How to Monitor System Performance with Ubuntu Filebeat
First, ensure Filebeat is installed on your Ubuntu system. You can install it via the official Elastic APT repository for the latest version:
# Add Elastic APT key and repository
wget -qO - https://artifacts.elastic.co/GPG-KEY-elasticsearch | sudo apt-key add -
echo "deb https://artifacts.elastic.co/packages/apt stable main" | sudo tee /etc/apt/sources.list.d/elastic-8.x.list
# Update package list and install Filebeat
sudo apt-get update && sudo apt-get install filebeat -y
This sets up Filebeat with default configurations, ready for customization.
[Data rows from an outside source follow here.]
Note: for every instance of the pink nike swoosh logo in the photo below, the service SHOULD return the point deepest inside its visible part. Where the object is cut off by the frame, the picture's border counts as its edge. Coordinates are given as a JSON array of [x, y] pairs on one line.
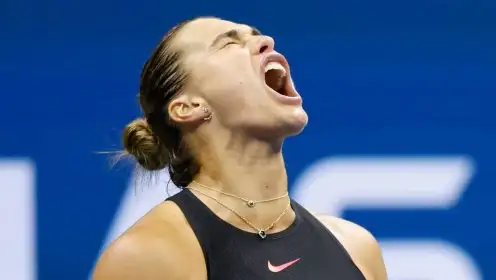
[[281, 267]]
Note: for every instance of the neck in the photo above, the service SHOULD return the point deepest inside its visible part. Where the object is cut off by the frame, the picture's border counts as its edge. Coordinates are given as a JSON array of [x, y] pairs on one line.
[[253, 170]]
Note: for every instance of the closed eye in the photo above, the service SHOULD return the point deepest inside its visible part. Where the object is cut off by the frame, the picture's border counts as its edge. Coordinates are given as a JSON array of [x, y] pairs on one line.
[[229, 43]]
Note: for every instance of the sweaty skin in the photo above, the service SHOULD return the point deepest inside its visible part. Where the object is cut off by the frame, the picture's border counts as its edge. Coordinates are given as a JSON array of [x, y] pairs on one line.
[[162, 246], [243, 143]]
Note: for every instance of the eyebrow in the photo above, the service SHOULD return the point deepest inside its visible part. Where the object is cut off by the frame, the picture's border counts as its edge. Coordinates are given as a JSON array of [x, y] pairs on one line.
[[234, 34]]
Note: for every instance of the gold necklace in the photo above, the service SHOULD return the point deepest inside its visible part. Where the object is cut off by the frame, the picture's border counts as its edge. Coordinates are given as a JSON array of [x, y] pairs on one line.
[[249, 202], [262, 232]]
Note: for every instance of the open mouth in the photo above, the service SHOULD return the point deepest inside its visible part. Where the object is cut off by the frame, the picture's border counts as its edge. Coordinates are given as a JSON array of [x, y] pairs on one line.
[[276, 77]]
Filebeat includes pre-built modules for monitoring system performance metrics (e.g., CPU, memory, disk, network). These modules simplify configuration by auto-defining inputs, processors, and dashboards. To enable system monitoring:
# Navigate to the modules directory
cd /etc/filebeat/modules.d
# Enable system modules (disable "disable: true" in each file)
sudo nano system.yml # Set "enabled: true"
sudo nano system-logs.yml # Set "enabled: true"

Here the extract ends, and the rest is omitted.